What Is a Will? Understanding the Legality of Leaving Final Wishes

Posted by: Erin Ward in Funeral Information | July 8, 2021

Most people understand the basic concept of preparing a will. Plots involving wills and inheritances inform many popular stories for audiences of all ages. Despite this, most adults don't have legal wills prepared. If you have property that you believe should go to specific people in the event of your death, it's important to create a valid final will and testament with clear instructions. It also relieves the burden of dealing with your property from your family.

What Is a Will?

A will is a legal document that details what you would like to happen to your assets after you pass away. If you have any minor children, your will also details who would care for them. Many people also use their will as a chance to unequivocally state their wishes for their body and funeral after they are gone.

There are several types of wills, including holographic, oral, and living wills. However, the only legal will guaranteed to be recognized in court is a testamentary will. This will is written and signed in the presence of witnesses.

How Is a Will Created?

To start writing a will, write down all of your assets, including money in bank accounts, investments and cash, as well as property assets like real estate, vehicles, and other items of value. List both first and contingent beneficiaries who should inherit each of these assets.

Next, choose an executor. An executor is the person who will read your will and ensure that your wishes are carried out. Then, head to an attorney's office so they can help you create your will in an appropriate format. Your will must then be signed in the presence of two witnesses.

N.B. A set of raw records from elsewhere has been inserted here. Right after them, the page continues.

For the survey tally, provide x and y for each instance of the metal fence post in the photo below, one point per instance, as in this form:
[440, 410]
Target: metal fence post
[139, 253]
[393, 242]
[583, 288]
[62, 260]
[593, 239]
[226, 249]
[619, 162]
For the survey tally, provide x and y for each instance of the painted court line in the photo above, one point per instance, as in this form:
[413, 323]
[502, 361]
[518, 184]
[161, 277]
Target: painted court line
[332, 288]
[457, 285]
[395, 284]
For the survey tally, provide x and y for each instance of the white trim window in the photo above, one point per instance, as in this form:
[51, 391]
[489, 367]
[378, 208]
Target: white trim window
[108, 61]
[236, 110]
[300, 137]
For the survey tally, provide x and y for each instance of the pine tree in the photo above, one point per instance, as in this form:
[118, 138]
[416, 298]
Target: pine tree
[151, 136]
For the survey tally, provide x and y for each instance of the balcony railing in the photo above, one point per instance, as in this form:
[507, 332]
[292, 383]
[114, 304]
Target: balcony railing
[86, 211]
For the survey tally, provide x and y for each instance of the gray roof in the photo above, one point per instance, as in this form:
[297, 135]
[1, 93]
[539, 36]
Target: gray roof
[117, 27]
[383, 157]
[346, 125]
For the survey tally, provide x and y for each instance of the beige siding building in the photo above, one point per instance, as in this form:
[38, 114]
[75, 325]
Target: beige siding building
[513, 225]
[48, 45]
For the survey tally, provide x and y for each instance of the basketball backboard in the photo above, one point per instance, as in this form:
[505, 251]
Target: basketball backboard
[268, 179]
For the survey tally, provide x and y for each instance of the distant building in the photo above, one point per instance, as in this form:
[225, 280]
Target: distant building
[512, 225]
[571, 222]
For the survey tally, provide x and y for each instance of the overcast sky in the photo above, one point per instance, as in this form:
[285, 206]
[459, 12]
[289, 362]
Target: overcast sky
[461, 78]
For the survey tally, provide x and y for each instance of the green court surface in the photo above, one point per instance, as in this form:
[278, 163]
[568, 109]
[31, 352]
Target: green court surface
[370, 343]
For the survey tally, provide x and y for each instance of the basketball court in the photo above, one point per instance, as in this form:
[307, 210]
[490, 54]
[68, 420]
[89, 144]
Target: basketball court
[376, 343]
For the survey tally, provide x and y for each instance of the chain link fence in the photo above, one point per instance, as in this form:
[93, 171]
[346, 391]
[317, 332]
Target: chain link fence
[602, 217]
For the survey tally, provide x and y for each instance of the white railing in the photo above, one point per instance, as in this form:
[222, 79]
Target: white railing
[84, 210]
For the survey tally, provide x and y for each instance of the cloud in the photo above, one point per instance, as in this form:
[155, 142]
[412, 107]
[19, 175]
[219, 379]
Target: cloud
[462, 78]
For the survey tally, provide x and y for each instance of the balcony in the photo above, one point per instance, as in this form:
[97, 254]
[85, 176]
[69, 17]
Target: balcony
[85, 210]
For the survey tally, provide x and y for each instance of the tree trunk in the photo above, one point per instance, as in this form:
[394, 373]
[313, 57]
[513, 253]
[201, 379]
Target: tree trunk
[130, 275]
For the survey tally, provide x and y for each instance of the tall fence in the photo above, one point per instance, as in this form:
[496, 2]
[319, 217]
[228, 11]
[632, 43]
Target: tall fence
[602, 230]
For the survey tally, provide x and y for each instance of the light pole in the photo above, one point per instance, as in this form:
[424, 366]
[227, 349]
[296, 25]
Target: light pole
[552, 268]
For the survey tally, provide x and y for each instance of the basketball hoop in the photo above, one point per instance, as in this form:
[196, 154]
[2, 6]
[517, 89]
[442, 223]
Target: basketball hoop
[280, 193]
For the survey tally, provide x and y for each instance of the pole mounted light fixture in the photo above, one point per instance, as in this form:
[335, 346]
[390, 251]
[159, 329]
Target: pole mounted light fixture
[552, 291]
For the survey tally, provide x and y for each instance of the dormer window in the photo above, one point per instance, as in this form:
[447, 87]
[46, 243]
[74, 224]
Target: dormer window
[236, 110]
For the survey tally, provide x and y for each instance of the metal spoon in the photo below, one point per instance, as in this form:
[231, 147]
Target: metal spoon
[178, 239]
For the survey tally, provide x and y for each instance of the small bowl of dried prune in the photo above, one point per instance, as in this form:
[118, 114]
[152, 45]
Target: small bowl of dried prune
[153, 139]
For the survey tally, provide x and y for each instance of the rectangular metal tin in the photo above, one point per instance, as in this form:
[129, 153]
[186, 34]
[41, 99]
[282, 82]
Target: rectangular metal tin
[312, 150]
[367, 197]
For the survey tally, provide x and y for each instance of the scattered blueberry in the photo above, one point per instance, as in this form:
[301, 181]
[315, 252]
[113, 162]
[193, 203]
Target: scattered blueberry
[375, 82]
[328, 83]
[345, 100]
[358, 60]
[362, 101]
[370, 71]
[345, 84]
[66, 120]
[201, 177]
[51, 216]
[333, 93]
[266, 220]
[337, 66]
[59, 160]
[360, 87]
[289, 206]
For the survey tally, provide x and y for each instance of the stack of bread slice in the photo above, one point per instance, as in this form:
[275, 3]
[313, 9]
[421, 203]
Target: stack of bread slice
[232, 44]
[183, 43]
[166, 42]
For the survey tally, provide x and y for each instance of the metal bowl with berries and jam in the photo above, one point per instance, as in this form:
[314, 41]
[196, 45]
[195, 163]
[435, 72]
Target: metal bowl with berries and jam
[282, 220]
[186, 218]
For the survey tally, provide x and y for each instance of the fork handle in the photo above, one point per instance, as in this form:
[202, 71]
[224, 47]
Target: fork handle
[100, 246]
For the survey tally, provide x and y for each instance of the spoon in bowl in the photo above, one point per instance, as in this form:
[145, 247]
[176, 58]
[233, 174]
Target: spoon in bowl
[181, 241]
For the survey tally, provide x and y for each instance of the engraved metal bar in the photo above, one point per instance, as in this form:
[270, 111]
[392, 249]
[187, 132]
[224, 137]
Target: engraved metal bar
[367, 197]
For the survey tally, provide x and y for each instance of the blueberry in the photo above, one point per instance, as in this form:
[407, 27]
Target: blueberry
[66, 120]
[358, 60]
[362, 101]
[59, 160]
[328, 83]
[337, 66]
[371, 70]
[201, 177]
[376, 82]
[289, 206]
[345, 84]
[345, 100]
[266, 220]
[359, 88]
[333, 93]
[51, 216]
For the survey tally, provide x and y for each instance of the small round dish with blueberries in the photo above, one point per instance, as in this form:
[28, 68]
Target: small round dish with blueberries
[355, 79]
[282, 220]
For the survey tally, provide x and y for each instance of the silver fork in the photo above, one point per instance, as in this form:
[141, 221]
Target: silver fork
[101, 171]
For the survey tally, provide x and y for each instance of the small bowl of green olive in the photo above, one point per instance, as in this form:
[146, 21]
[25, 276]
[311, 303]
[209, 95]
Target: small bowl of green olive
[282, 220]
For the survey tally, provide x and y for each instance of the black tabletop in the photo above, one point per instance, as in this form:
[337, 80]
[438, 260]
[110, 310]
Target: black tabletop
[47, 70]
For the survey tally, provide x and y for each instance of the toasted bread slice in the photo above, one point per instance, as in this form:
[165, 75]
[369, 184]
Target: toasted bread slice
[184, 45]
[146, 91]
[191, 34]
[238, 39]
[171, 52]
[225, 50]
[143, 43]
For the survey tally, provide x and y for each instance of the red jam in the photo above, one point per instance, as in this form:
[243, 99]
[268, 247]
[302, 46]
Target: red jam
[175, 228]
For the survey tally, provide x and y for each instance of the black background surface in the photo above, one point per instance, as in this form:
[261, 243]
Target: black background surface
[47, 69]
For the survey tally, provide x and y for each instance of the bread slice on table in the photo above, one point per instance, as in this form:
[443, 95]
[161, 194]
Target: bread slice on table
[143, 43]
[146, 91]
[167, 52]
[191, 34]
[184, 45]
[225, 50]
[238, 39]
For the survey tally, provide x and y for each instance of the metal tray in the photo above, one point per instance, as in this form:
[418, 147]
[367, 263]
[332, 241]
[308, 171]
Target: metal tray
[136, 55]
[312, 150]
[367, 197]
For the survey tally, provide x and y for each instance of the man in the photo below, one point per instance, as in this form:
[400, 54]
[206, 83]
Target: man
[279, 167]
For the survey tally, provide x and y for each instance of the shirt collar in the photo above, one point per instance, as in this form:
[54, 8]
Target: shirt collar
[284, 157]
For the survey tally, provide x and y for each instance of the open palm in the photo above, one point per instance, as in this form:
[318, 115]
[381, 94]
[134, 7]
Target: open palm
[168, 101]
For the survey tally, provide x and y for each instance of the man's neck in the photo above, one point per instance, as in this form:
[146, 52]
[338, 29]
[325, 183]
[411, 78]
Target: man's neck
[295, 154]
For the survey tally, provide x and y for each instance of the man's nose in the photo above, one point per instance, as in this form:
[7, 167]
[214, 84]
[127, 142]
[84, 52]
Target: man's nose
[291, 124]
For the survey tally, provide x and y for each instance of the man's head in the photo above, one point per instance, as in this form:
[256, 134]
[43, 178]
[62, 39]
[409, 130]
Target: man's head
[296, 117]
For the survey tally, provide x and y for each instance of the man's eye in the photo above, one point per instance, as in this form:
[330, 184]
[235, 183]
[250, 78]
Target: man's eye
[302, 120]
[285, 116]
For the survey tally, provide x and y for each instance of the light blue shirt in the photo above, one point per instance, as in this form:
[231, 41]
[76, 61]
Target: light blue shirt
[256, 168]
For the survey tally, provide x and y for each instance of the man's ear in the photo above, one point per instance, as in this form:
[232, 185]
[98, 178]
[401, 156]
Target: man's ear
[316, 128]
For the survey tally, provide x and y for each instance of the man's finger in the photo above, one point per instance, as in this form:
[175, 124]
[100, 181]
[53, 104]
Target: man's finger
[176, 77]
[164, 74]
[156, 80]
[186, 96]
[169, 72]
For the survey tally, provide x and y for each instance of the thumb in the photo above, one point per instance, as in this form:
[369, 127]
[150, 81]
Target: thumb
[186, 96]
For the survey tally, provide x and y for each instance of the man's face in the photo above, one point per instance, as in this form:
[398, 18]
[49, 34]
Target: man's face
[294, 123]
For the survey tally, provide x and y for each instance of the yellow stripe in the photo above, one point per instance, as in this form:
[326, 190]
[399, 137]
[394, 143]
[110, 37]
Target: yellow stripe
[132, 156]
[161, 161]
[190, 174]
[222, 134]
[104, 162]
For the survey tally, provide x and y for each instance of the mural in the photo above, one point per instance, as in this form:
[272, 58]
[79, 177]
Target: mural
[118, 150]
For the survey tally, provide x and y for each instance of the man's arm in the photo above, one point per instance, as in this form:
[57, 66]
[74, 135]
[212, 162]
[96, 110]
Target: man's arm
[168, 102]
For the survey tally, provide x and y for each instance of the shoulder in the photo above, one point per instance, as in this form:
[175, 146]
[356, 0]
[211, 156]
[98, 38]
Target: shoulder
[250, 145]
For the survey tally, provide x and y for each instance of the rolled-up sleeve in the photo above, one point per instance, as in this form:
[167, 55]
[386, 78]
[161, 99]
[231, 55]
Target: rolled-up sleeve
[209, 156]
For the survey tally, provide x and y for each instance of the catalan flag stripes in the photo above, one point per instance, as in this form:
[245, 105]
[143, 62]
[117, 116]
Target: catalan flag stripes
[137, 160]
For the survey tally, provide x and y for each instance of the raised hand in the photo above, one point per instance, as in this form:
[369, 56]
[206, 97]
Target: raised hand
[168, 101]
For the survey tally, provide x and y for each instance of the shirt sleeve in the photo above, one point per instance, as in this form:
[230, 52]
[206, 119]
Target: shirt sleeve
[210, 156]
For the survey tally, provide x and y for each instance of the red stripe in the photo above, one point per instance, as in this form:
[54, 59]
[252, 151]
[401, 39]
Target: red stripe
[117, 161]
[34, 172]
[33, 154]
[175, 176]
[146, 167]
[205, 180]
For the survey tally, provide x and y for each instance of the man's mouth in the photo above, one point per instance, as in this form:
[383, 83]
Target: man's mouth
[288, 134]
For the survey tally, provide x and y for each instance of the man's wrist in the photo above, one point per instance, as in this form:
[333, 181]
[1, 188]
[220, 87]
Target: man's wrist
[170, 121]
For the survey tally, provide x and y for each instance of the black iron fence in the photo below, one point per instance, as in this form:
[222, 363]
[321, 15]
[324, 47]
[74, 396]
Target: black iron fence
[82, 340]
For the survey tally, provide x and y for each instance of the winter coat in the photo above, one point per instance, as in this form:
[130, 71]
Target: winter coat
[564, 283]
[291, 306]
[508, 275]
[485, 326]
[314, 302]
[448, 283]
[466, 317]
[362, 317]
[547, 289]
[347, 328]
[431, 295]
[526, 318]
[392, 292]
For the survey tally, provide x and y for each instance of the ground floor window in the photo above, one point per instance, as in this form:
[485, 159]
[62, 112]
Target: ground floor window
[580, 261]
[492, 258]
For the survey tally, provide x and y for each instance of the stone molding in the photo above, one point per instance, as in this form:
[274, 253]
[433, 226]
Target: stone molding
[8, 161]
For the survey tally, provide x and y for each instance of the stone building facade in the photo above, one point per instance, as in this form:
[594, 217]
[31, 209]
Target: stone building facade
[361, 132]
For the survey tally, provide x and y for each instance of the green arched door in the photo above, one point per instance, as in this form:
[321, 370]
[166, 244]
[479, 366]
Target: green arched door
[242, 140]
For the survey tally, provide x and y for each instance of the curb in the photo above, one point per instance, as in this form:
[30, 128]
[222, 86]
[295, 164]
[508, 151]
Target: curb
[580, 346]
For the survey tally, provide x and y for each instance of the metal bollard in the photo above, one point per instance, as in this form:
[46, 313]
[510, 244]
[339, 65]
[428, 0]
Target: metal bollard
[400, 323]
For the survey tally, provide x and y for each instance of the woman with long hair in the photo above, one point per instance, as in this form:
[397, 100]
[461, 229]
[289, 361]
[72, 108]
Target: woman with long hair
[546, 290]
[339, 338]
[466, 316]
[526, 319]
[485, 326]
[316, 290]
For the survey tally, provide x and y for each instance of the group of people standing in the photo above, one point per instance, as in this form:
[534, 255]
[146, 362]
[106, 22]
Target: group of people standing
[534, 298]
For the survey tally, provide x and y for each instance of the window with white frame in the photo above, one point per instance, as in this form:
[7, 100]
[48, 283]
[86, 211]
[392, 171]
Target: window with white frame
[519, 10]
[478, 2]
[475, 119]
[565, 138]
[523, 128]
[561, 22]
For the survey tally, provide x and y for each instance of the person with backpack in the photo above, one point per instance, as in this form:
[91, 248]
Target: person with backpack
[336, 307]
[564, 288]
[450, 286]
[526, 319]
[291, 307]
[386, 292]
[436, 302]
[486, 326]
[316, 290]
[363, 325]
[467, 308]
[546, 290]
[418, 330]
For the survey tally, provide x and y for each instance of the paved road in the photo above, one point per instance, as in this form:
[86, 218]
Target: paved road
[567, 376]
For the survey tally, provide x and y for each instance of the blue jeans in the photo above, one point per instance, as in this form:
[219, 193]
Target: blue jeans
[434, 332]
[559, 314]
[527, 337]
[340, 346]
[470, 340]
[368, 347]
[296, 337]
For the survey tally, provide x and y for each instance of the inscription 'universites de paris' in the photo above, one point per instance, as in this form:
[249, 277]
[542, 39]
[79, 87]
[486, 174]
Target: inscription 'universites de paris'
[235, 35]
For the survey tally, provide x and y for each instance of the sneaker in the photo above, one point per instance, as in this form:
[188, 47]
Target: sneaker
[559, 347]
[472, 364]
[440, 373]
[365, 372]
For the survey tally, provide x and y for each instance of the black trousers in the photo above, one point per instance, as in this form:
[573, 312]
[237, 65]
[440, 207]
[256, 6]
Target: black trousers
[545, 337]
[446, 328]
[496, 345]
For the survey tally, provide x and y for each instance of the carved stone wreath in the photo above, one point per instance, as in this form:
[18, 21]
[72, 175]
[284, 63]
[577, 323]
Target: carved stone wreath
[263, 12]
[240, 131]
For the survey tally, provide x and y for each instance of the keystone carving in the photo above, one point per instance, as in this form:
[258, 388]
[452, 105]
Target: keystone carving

The more assets, beneficiaries and stipulations you have in your will, the more likely it is that your executor will run up against legal complications in their administration of your wishes. Therefore, it is important to consult a lawyer who is proficient in probate law, and ensure you create a will that is watertight.

The Last Will

Locating your will isn't the only challenge your executor will have when administering your estate. As life goes on, you may have cause to create subsequent wills to account for more assets or beneficiaries. Therefore, the legal struggle isn't just whether there is a will, but also which will was the last one legally created. The executor must do their due diligence in locating the most recent will, and executing the instructions of that will faithfully.

Who Stores a Will?

Because of the importance of being able to locate the final will, it's important that you store your will in a safe location that will be accessible in the event of your death. You should alert your designated executor to the location of your final will and testament.

You can either store it with a solicitor or somewhere safe in your own home. However, avoid storing it in a bank safety deposit box. The executor will need to probate your estate in order to access your deposit box — which they can't get without the will itself. In short, your will will not be able to be accessed without taking the issue to court.

How Often Should One Update Their Will?

It is usually only necessary for a will to be updated if there is a major life event. For example, if one of your beneficiaries passes away or you have another child, you will need to alter your will. For most people, creating a will is a one-shot deal. However, changes of situation and changes of heart can be cause for a new final will.

Are Wills Really Necessary?

If you have assets to disperse, a will is definitely necessary. Those with children should also ensure that a legal will lays out their instructions for guardianship in the event of unexpected death. Wills make everything easier for your family should you pass away because your wishes are clear. There is no ambiguity about who gets what or about what your opinion would be. A will makes everything clear and legal.

After reading this article, you hopefully understand the significance of a will. If you don't have one of your own already, it might be time to start creating a legally binding final will. While it is difficult to conceive of your own death, there is peace of mind in knowing your loved ones and property will be taken care of once you are gone.